Primary LanguageJavaApache License 2.0Apache-2.0

Introduction

HAFT is a High Availability and Fault Tolerant Framework for SolrCloud. The aim of the library is to provide HA and reliability features for SolrCloud. Everything in HAFT is organized as a FaultTolerant (FT) Action. An FT Action is anything that interacts with Zookeeper or SolrCloud and providing a high availability feature.

A few examples of FT Actions are

  • Cloning SolrCloud Clusters & Collections
  • Backup SolrCloud Index
  • Backing up Zookeeper data
  • Adding a Replica
  • Replacing a Dead Node
  • Adding nodes on the fly

For the initial release, we are open sourcing SolrCloud Collection Cloning, Backup and Zk Config Replication Actions. HAFT has been tested with SolrCloud 4.6.1. We are still working on SolrCloud 5.0 Compatibility

Building with Tests using Maven

 cd solrcloud-haft/
 mvn clean && mvn install -Pshade

Running an existing Cluster Backup Example

  • This assumes zk ensemble runs at 2181 and solrcloud runs at 8983.

  • HAFT uses private ips by default. If you are running haft inside your data center, it will work out of the box.

  • If you are running it in your local machine, you need to put your aws credentials under resources/aws_credentials.properties. HAFT will use that to map private ip to public host names using EC2 Api. We do not support google app engine just yet.

  • This example takes a source zk (from an ensemble) and destination zk host (from another ensemble) as parameter and clones all the collections from source to destination solrcloud cluster.

#Example 1:  Clone all collections from source to destination (with the same collection names as the source).

  - cd solrcloud-haft/target/
  - java -cp uber-solrcloud-haft-final.jar com.bloomreach.bstore.highavailability.clients.SolrCloudCrossClusterBackup \
    <sourck-zk>:2181 <destinationzk>:2181
#Example 2:  Clone all collections from source to destination (created with suffix "_collectionnew").

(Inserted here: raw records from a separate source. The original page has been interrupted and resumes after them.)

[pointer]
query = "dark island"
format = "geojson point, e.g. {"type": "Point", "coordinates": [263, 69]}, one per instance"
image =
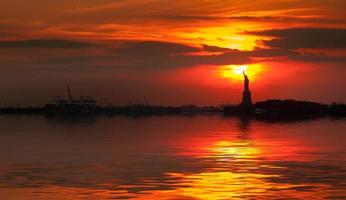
{"type": "Point", "coordinates": [272, 110]}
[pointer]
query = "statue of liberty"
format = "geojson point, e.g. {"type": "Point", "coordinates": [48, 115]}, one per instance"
{"type": "Point", "coordinates": [246, 101]}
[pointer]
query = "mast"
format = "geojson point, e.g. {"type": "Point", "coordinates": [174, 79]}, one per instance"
{"type": "Point", "coordinates": [69, 95]}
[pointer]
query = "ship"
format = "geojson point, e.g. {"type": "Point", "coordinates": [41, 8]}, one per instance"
{"type": "Point", "coordinates": [72, 105]}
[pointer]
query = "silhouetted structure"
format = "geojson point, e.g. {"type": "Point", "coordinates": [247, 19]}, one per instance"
{"type": "Point", "coordinates": [247, 100]}
{"type": "Point", "coordinates": [72, 105]}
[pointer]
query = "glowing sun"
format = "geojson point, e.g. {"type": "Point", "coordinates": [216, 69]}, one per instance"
{"type": "Point", "coordinates": [235, 72]}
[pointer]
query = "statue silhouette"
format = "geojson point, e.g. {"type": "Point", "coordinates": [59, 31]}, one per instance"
{"type": "Point", "coordinates": [246, 101]}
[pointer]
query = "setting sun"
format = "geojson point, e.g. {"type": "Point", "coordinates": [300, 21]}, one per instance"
{"type": "Point", "coordinates": [235, 72]}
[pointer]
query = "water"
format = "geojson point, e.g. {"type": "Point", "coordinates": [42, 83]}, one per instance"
{"type": "Point", "coordinates": [205, 157]}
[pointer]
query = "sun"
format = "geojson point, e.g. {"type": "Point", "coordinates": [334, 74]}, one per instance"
{"type": "Point", "coordinates": [235, 72]}
{"type": "Point", "coordinates": [240, 69]}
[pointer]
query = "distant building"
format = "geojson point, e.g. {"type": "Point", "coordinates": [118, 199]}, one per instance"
{"type": "Point", "coordinates": [247, 100]}
{"type": "Point", "coordinates": [72, 105]}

  - cd solrcloud-haft/target/
  - java -cp uber-solrcloud-haft-final.jar com.bloomreach.bstore.highavailability.clients.SolrCloudCrossClusterBackupWithNewCollectionNames \
   <sourck-zk>:2181 <destinationzk>:2181

Building Blocks of HAFT

  • FaultTolerant Action A fault Tolerant Action that interacts with zookeeper/solrcloud cluster to perform a high available action.
  • Operation Config: A Config Wrapper that helps control the knobs of all FT Actions.
  • ZKClient: Provides an in memory data representation of the solrcloud cluster and collection state.

Cloning Zookeeper Configs

  • Given a source zookeeper and destination zookeeper, clones all the configs from the source to destination zookeeper
  • Define an Operation Config all the knobs required and "clone_zk" as the operation.
  • Fetch the action from the Factory and execute it.
 //Define the Operation Config
 OperationConfig config = new OperationConfig();

 //Set source Zookeeper Host to clone from
 config.setZkHost(sourceZk);

 //Set the zk root to copy configs
 config.setConfigRoot("/configs");

 //Set source Zookeeper Host to clone to
 config.setDestinationZkHost(destinationZookeeper);

 //Set the action to be performed
 config.setAction(FTActions.CLONE_ZK.getAction());

 //Fetch the action instance from the Factory based on the operation Config.
 SolrFaultTolerantAction zkConfigsAction = SolrActionFactory.fetchActionToPerform(config);

 //Execute the action
 zkConfigsAction.executeAction();

Cloning SolrCloud Collections

  • Given a source zookeeper and destination zookeeper, clones all the collections from the source to destination zookeeper
  • Define an Operation Config all the knobs required and "clone" as the operation.
  • Fetch the action from the Factory and execute it.
  //Create a new Operation Config
  OperationConfig cloneCollectionConfig = new OperationConfig();

  //Set source Zookeeper Host to clone from
  cloneCollectionConfig.setZkHost(sourceZk);

  //Set source Zookeeper Host to clone into
  cloneCollectionConfig.setDestinationZkHost(destinationZookeeper);

  //Set solrcollections to clone all collections.
  List<String> solrCollections = new ArrayList<String>();
  solrCollections.add("all");
  cloneCollectionConfig.setCollections(solrCollections);

  //Set the desired number of replicas in the destination cluster
  cloneCollectionConfig.setReplicationFactor("1");

  //Set the action to be performed
  cloneCollectionConfig.setAction(FTActions.CLONE.getAction());

  //Fetch the action instance from the Factory based on the operation Config.
  SolrFaultTolerantAction cloneAction = SolrActionFactory.fetchActionToPerform(cloneCollectionConfig);

  //Execute the action
  cloneAction.executeAction();

#How to add a new Fault Tolerant Action

  • Write an Action class that extends SolrFaultTolerantAction and overrides the executeAction() method.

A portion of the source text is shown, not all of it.